Ce n’est pas vraiment une anecdote mais cela m’a profondément révoltée.  Je n’ai pas été admise à cause de ma couleur de peau au conservatoire national dont j’ai passé le concours dans les années 80. Au deuxième tour de la sélection, j’ai présenté au jury des textes de Senghor et Césaire qui, à l’époque, correspondaient très bien à ma révolte. Le jury m’a donné 19. Mais Jean-Pierre Miquel, alors directeur du conservatoire, a refusé de m’admettre. « Priorité aux Français » a-t-il justifié. Heureusement, un des membres du jury, Pierre Vial, révolté, m’a invitée dans sa classe… J’ai pu y assister, mais en tant qu’étudiante étrangère !

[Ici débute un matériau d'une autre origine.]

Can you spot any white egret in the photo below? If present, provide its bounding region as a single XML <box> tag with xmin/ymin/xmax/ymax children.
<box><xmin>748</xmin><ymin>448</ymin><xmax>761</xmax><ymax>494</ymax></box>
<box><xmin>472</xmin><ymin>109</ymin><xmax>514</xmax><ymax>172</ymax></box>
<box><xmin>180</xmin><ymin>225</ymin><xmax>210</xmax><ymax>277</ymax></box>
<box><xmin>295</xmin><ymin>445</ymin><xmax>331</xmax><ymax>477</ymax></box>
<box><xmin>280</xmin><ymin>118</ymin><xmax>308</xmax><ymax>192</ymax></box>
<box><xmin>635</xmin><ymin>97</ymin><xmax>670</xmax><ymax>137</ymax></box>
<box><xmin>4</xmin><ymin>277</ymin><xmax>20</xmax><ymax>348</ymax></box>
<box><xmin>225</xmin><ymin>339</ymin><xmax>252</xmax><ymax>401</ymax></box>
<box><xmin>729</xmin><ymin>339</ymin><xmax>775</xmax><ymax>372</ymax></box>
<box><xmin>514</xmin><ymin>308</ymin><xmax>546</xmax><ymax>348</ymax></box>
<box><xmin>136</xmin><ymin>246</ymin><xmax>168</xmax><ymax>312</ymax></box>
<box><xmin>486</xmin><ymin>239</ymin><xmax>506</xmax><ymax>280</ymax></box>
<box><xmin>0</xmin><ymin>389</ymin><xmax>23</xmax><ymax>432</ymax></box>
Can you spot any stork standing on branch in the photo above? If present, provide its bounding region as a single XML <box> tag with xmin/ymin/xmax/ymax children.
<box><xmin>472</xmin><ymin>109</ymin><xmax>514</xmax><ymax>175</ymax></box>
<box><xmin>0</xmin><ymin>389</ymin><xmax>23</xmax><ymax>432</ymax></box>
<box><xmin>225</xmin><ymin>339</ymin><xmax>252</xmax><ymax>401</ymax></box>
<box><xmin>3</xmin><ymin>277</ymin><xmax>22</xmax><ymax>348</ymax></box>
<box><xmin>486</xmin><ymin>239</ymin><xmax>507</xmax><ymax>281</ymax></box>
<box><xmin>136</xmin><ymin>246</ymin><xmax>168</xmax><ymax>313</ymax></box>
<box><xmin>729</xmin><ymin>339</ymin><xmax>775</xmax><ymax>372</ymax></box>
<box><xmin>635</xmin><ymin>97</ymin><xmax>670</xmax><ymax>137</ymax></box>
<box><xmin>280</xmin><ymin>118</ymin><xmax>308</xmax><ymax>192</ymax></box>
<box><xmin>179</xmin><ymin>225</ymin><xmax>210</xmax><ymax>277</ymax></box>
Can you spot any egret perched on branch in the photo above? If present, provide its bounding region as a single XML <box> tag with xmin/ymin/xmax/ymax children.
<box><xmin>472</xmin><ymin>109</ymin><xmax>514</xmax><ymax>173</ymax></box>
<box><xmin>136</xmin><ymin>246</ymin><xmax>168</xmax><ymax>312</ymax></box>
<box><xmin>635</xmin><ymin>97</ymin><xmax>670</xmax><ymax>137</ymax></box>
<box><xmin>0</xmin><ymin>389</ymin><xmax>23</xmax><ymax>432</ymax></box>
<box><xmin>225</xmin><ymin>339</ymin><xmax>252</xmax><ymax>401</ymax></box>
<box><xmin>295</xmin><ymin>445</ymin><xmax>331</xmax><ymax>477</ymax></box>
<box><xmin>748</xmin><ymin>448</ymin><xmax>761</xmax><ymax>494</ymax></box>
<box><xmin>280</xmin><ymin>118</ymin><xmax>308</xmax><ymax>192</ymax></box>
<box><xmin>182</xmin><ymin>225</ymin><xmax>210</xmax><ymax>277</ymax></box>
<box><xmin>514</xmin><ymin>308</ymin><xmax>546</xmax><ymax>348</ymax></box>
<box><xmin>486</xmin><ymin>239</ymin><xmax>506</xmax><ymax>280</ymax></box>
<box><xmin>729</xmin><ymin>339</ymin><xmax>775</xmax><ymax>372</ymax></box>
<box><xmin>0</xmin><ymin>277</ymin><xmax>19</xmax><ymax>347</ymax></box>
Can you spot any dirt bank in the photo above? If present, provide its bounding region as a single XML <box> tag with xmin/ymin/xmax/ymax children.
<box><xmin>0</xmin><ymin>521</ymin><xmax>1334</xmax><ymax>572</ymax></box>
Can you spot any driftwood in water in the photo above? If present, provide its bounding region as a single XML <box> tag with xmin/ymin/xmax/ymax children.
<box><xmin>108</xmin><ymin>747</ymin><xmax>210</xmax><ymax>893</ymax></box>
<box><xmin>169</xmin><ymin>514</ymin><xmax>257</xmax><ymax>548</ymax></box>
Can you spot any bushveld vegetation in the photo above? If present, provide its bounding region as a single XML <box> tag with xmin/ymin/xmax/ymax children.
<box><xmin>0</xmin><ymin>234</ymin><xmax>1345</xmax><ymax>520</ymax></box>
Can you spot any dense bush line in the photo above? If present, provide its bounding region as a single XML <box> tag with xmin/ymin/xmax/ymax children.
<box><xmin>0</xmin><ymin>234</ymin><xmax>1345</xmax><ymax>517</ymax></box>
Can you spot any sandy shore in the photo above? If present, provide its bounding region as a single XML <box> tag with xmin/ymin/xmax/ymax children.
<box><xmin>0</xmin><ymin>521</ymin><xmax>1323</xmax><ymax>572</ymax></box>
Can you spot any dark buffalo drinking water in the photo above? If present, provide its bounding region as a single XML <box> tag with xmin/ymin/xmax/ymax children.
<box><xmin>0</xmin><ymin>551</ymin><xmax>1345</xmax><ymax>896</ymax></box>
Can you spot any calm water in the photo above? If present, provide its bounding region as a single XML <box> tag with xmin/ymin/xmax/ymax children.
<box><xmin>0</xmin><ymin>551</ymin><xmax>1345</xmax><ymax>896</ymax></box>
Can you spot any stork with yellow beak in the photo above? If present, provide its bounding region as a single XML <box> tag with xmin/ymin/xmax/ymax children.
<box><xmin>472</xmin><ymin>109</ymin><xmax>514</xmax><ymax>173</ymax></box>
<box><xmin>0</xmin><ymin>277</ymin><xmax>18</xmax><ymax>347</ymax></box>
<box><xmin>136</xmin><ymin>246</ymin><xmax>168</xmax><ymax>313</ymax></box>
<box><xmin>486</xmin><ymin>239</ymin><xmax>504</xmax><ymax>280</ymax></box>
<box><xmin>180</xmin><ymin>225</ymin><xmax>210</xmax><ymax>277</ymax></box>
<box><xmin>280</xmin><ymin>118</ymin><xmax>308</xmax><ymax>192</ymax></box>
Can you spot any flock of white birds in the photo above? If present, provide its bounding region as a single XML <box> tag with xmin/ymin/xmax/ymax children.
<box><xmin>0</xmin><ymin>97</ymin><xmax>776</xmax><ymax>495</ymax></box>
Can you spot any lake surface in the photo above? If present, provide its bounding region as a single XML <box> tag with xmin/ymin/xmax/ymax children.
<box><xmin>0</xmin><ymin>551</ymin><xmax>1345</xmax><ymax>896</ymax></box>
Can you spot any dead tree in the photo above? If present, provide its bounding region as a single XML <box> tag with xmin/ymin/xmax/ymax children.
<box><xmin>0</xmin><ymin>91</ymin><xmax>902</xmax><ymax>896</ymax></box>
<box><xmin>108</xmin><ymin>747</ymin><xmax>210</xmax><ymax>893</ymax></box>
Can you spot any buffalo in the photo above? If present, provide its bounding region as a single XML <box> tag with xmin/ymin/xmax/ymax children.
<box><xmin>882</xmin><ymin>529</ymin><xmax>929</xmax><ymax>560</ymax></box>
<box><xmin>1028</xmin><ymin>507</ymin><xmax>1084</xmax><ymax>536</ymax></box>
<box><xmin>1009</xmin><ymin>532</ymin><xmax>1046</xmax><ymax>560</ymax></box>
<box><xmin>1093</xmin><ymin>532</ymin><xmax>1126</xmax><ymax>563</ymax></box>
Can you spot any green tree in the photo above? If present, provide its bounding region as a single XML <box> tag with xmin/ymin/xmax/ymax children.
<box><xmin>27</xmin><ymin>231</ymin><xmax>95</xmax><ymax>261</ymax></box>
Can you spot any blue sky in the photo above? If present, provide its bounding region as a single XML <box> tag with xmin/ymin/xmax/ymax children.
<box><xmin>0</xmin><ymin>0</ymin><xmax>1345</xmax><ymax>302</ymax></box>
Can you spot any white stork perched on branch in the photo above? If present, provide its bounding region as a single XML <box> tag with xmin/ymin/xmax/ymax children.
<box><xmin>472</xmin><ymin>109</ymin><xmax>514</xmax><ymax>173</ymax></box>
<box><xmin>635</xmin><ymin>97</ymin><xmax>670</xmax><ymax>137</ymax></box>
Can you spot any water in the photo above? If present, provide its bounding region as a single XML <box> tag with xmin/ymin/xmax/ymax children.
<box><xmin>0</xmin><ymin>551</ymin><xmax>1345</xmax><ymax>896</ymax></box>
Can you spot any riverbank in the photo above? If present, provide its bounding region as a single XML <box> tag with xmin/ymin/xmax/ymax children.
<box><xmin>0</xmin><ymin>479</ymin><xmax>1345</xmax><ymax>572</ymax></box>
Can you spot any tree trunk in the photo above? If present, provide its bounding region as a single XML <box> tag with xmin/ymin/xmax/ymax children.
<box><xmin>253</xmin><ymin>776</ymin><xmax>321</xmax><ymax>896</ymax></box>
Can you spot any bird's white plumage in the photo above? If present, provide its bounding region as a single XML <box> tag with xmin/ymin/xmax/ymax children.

Vous tournez assez peu au cinéma, pourquoi ?
J’ai mis longtemps à comprendre que je faisais peur à l’écran… Les Français sont tellement sûrs d’être supérieurs que lorsqu’ils voient un Noir qui leur est égal, voire supérieur, ils ont peur. Même les gens intelligents. Je déteste le paternalisme dont certains font preuve à notre égard. Dans ce métier, à force d’être utilisé, manipulé, on devient parano. Aujourd’hui, je me méfie énormément.
Croyez-vous à un combat collectif des acteurs noirs en France pour une meilleure reconnaissance ?
Plutôt que de parler de l’intégration : faisons-là. En prenant notre place dans la société. Je crois que le combat doit être individuel avant d’être collectif. Je ne fais partie d’aucune association corporatiste. En France, la communauté des acteurs noirs se connaît. Mais il n’y a pas vraiment de relation entre nous. Je suis au courant du « Collectif Egalité » monté par Calixthe Beyala mais je n’ai pas été contacté. J’en déduis donc qu’ils n’ont pas besoin de moi.